To formulate our problem into a typical supervised learning task, the dataset was considered as a training set with 58 instances. Each of the alignment positions was taken as one nominal attribute (feature), and all attributes were assumed to be independent of each other. In numerical prediction analyses, the classes were the real V50 numerical values. In categorical prediction analyses, V50 values were divided into seven nominal classes based on their values; -50 > V50 ≥ -30 mV, -30 > V50 ≥ -20 mV, -20 > V50 ≥ -10 mV, -10 > V50 ≥ 0 mV, 0 > V50 ≥ 10 mV, 10 > V50 ≥ 20 mV and 20 > V50 ≥ 65 mV. The goal is to extract the data model that can best describe the relationship between the (attributes) features and the labeled classes of these data, and correctly predict the class or the numerical value of V50 of any given VKC sequence.

Basic learning algorithms

The KNN (k-nearest neighbor) classifier was used in both numerical prediction and categorical prediction analysis. All KNN classifications were tested with k values of 1 to 5. Decision Tree, Naïve Bayes Learner, Kernel Density Classifier and OneR Classifier algorithms were also used in categorical predictions. The algorithms used are implemented in the WEKA package 3.2.3 [30].

The prediction accuracies were used to evaluate the learning performance in categorical prediction. The mean absolute errors (MAEs), the average absolute difference between the predicted values and the published values, were used to assess the numerical prediction. All learning performances were evaluated using a repeated ten times ten-fold cross validation.

Feature selection

Filtering and wrapper algorithms were used to select a subset of features with the best prediction performance, to decrease the dimensionality of the learning problem.

For filtering, features were ranked by information gain [32, 33, 65], then different numbers of top-ranked features were selected for learning, and the sets that produced the best learning performance were considered the best feature sets using filter.

The wrapper approach to feature selection screens subsets of features in a dataset and selects the "relevant" features based on learning performances [31]. Forward selection was used in this approach.
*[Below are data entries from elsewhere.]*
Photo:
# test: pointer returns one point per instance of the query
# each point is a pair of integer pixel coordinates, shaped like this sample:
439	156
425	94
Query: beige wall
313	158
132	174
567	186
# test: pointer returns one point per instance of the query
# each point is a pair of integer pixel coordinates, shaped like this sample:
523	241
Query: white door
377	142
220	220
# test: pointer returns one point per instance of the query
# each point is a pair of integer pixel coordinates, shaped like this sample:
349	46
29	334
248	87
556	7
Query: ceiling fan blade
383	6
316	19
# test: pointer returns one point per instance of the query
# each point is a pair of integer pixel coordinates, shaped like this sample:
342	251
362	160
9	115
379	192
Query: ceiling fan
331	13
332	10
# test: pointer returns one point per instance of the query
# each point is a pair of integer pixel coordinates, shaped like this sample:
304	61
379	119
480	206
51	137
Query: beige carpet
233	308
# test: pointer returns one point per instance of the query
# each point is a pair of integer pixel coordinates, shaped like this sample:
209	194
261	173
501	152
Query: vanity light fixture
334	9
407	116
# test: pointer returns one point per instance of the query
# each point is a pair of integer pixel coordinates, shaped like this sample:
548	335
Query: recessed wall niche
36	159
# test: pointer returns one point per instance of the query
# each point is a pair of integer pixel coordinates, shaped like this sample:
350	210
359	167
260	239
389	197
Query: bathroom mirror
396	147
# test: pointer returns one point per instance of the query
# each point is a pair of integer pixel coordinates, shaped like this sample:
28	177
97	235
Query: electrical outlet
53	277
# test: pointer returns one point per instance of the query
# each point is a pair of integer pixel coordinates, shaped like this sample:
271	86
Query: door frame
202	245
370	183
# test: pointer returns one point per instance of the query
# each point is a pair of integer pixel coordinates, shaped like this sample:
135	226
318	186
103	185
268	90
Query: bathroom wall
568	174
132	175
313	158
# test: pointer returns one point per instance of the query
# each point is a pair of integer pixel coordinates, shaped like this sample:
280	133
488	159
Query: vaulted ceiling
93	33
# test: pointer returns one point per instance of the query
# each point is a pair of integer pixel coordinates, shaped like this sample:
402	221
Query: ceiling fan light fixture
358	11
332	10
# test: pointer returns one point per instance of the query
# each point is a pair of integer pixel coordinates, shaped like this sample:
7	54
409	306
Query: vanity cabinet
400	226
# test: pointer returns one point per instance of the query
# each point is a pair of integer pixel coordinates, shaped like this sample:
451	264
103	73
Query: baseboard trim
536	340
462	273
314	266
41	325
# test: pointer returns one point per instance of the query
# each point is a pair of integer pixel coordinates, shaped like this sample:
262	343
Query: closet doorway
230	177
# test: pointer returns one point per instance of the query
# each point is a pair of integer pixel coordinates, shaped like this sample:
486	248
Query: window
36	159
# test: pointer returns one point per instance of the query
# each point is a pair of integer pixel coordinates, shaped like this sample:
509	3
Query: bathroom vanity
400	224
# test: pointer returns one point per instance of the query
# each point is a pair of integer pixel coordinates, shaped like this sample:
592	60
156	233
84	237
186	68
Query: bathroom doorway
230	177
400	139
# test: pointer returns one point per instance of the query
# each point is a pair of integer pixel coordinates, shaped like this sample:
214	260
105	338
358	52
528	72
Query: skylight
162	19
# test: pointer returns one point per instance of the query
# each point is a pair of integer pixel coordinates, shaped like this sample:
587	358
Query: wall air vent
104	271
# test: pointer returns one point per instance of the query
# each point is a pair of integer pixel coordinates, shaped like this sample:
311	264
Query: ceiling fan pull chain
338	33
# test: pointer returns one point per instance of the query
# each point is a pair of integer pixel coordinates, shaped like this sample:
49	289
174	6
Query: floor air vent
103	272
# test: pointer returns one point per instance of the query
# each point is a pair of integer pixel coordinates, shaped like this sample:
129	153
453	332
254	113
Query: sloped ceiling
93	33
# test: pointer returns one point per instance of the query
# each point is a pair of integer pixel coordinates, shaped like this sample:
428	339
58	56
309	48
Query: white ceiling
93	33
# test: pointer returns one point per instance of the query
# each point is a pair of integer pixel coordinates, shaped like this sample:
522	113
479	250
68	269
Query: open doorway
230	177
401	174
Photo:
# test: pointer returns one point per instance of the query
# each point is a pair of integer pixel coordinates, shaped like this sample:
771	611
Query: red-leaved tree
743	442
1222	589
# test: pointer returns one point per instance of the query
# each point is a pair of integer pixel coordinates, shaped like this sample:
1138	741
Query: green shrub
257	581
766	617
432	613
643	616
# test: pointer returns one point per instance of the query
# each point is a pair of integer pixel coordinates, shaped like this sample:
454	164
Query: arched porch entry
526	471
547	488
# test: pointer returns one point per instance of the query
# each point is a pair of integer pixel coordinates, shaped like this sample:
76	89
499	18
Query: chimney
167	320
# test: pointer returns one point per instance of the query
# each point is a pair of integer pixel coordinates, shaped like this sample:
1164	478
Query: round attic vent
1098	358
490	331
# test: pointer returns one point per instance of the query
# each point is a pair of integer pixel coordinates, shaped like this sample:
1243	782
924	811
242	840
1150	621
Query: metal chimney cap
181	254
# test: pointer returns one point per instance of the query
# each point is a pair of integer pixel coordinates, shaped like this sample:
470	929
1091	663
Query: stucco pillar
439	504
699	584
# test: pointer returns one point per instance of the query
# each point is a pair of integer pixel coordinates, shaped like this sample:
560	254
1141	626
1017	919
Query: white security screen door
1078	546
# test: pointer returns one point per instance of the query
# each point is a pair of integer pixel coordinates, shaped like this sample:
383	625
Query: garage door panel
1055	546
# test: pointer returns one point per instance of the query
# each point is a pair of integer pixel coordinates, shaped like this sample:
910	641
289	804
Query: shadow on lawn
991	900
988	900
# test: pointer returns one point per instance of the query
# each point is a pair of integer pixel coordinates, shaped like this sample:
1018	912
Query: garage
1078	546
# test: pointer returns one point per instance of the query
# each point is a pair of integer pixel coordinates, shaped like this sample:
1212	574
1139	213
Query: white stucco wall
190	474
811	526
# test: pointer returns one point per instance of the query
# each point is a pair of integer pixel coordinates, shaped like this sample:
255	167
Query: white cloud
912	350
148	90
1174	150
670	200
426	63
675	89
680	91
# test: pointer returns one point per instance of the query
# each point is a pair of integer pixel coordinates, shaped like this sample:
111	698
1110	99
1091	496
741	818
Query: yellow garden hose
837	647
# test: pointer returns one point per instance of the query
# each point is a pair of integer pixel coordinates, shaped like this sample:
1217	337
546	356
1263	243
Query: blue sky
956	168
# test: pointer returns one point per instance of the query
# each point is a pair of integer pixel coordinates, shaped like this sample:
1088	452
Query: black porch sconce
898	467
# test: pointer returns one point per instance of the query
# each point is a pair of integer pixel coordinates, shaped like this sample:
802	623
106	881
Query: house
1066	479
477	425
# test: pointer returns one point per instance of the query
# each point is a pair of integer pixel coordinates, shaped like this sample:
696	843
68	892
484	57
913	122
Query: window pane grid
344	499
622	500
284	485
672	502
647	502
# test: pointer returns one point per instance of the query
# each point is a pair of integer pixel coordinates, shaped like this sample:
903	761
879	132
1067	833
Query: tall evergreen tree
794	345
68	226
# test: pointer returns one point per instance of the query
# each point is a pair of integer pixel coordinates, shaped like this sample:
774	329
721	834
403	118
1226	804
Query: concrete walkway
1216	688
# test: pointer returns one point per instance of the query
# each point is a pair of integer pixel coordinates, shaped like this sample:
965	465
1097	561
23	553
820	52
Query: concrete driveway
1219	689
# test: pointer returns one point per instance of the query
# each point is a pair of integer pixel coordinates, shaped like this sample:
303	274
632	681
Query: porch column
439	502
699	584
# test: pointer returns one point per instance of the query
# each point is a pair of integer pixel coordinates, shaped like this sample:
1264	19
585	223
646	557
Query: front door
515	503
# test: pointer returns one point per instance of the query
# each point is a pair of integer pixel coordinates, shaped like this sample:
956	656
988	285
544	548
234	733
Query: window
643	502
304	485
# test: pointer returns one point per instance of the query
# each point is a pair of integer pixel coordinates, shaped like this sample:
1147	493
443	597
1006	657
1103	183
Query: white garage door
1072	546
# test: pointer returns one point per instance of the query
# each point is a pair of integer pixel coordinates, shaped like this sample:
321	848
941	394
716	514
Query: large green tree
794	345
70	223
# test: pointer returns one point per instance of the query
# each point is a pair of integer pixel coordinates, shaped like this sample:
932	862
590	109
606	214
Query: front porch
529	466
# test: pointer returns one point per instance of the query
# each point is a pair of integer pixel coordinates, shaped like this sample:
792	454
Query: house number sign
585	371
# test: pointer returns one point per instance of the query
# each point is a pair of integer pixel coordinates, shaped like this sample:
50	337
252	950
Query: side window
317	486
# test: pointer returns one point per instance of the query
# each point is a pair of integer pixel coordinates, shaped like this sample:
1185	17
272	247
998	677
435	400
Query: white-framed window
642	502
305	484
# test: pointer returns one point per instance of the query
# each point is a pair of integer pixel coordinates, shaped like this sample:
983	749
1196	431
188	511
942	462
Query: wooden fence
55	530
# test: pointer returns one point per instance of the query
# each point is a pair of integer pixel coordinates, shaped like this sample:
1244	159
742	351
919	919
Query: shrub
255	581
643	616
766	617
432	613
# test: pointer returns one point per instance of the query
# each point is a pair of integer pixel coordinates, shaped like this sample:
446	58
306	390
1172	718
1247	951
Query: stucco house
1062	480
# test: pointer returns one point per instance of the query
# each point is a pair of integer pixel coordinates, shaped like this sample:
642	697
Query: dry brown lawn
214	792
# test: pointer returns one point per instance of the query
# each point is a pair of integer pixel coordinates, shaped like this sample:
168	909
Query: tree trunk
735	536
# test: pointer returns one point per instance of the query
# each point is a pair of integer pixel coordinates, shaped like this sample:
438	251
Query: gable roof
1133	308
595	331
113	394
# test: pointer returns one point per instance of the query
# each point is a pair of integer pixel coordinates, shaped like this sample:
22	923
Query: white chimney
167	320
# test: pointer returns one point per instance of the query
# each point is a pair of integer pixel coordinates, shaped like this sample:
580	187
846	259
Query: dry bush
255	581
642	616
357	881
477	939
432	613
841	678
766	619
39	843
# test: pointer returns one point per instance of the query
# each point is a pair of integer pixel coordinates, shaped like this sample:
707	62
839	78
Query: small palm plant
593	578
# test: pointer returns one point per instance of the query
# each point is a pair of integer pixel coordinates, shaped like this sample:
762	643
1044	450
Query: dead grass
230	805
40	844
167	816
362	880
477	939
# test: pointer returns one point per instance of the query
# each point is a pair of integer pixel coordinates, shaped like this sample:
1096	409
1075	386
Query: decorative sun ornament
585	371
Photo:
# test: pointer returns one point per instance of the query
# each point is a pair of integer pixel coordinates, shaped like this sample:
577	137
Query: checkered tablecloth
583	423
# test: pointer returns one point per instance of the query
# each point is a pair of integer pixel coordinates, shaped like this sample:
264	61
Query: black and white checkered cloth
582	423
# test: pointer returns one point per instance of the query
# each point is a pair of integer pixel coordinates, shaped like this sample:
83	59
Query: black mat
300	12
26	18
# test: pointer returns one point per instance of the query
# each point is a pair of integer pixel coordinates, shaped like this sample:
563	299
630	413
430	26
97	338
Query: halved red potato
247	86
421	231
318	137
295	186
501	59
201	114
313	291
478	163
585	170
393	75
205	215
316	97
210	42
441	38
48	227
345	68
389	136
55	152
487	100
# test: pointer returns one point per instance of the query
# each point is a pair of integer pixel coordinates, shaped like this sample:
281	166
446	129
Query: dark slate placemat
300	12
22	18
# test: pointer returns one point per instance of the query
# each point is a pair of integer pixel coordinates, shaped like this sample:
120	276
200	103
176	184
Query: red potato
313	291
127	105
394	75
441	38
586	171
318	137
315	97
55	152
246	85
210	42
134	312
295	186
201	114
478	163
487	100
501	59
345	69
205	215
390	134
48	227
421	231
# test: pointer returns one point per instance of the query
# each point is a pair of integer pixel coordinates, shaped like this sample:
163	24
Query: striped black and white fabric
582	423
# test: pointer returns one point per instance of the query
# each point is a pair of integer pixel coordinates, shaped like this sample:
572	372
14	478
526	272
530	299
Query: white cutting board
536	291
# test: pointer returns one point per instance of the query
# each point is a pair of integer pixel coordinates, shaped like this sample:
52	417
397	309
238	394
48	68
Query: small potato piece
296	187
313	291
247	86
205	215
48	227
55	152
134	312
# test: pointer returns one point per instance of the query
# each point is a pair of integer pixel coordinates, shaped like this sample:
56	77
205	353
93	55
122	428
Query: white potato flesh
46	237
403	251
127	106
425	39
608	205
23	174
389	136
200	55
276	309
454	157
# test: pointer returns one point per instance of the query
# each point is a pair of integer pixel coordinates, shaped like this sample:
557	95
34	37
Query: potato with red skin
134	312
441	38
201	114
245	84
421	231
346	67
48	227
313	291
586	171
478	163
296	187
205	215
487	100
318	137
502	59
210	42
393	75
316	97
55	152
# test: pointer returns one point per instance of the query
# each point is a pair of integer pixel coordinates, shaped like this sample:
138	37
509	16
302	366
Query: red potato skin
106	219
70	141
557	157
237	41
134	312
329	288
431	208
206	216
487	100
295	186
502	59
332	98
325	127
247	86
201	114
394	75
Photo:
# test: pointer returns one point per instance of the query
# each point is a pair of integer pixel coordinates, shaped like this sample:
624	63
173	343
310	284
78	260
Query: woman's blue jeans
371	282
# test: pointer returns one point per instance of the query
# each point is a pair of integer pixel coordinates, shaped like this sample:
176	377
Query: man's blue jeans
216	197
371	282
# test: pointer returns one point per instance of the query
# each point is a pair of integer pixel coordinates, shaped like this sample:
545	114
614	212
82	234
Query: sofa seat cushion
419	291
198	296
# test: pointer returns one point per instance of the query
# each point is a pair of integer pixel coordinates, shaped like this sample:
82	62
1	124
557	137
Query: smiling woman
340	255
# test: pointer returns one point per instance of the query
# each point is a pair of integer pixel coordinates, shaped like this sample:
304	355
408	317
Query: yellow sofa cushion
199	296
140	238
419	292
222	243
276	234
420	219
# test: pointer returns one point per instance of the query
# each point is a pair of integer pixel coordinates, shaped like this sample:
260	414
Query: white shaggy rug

In the first round of analysis each individual residue was evaluated for its prediction quality (lowest MAE in 10 times 10-fold cross validation) and the 200 residues with best predictive performance were retained. In subsequent rounds additional features (residues) were added at each round, the prediction quality of the resulting subsets of residues were evaluated, and the 200 subsets with best prediction quality were retained for the next round of feature addition. This process was repeated until learning performances stopped improving [31]. Despite the existence of redundant feature sets at each round, the number of non-redundant feature sets was well above 100 at each round. The search was continued for five rounds after the learning performance stopped improving to ensure that performance had reached a plateau.

Residue swapping

We also applied a "residue swap" heuristic, similar to the branch-swapping step during the construction of phylogenetic trees [45], to try to further improve the prediction accuracy. For the best feature set selected by the wrapper algorithm, each residue was sequentially replaced with every other residue that was not in the final set, and the new feature combination was evaluated for prediction accuracy using a repeated ten-fold cross validation.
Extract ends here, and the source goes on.